The Federal Circuit has found patent-ineligible claims of five “patents [that] are generally directed to allowing ‘any person or organization to easily publish a message on the Internet.’” – internet message publishing. EasyWeb Innovations LLC v. Twitter Inc., No. 2016-2066 (May 12, 2017) (opinion by Judge Hughes; non-precedential). The patents at issue are U.S. Patent Nos. 7,032,030; 7,596,606; 7,685,247; 7,689,658; and 7,698,372.

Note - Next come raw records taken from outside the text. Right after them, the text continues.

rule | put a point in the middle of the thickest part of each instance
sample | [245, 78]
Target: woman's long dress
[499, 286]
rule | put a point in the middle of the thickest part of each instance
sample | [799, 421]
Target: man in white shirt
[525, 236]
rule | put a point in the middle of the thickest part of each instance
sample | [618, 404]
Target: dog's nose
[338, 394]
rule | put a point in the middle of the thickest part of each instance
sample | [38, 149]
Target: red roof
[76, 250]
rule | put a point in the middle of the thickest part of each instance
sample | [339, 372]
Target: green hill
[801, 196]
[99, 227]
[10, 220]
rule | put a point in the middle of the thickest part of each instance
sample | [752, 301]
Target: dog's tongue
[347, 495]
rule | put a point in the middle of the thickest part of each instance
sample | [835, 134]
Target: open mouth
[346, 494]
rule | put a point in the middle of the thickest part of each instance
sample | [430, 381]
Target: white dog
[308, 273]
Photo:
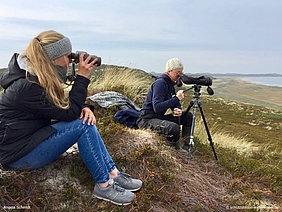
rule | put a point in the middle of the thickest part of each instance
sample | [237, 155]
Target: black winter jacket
[161, 96]
[26, 112]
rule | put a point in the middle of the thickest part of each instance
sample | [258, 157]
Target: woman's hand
[87, 114]
[84, 67]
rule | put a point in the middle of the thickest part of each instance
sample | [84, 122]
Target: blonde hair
[44, 68]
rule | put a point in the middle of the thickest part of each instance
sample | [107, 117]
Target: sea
[269, 81]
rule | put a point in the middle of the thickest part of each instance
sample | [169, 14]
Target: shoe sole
[117, 203]
[135, 189]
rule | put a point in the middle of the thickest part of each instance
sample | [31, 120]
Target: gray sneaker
[114, 193]
[125, 181]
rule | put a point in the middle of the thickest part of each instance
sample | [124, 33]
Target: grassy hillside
[246, 176]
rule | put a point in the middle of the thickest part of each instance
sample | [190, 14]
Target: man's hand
[177, 112]
[180, 94]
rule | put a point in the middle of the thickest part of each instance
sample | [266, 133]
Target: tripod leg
[207, 129]
[189, 145]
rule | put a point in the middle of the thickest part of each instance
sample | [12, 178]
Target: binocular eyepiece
[75, 57]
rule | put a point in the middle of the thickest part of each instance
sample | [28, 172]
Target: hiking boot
[177, 146]
[127, 182]
[113, 193]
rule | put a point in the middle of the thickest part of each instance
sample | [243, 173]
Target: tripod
[196, 102]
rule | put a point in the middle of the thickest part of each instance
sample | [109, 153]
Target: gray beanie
[58, 49]
[173, 63]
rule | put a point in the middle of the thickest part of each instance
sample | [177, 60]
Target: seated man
[162, 96]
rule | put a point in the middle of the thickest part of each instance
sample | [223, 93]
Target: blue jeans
[90, 144]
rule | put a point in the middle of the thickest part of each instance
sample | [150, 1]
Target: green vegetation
[247, 174]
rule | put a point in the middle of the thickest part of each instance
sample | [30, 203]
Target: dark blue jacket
[26, 112]
[161, 96]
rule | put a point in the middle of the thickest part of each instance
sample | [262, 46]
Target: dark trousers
[168, 125]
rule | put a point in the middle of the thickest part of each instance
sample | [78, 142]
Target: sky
[208, 36]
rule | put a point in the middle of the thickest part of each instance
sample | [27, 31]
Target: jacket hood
[12, 73]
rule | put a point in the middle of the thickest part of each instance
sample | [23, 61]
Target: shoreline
[238, 89]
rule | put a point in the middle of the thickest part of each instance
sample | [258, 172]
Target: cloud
[214, 35]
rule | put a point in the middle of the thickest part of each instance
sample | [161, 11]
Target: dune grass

Claim 1 of the ’247 patent was considered as representative for purposes of applying the Mayo/Alice patent-eligibility test:
A message publishing system (MPS) operative to process a message from a sender in a first format, comprising:
a central processor;
at least one sender account;
at least one storage area configured to store at least a first portion of the message; and
software executing in the central processor to configure the processor so as to:
identify the sender of the message as an authorized sender based on information associated with the message in comparison to data in the sender account, wherein the identification is dependent upon the first format;
convert at least a second portion of the message from the first format to a second format; and
publish the converted second portion of the message so as to be viewable in the second format only if the sender has been identified as an authorized sender.
Under the first prong of the patent-eligibility test, it took little analysis for the court to conclude that “claim 1 is directed to the abstract idea of receiving, authenticating, and publishing data.” It took even less analysis for the court to conclude, under the second prong of the Mayo/Alice test, that the claims recited no “inventive concept” to make the abstract idea patent-eligible. Claim 1 included elements that “simply recited an abstract idea or an abstract idea executed using computer technology.”
Moroever, there was no inventive concept arising “from the ordered combination of steps.” The claim simply “recites the most basic steps in data collection, analysis, and publication and,” adding insult to the patent owner’s injury, the court explained that these steps “are recited in the ordinary order.”
The Federal Circuit thus affirmed the district court’s grant of summary judgment of patent ineligibility under 35 USC § 101.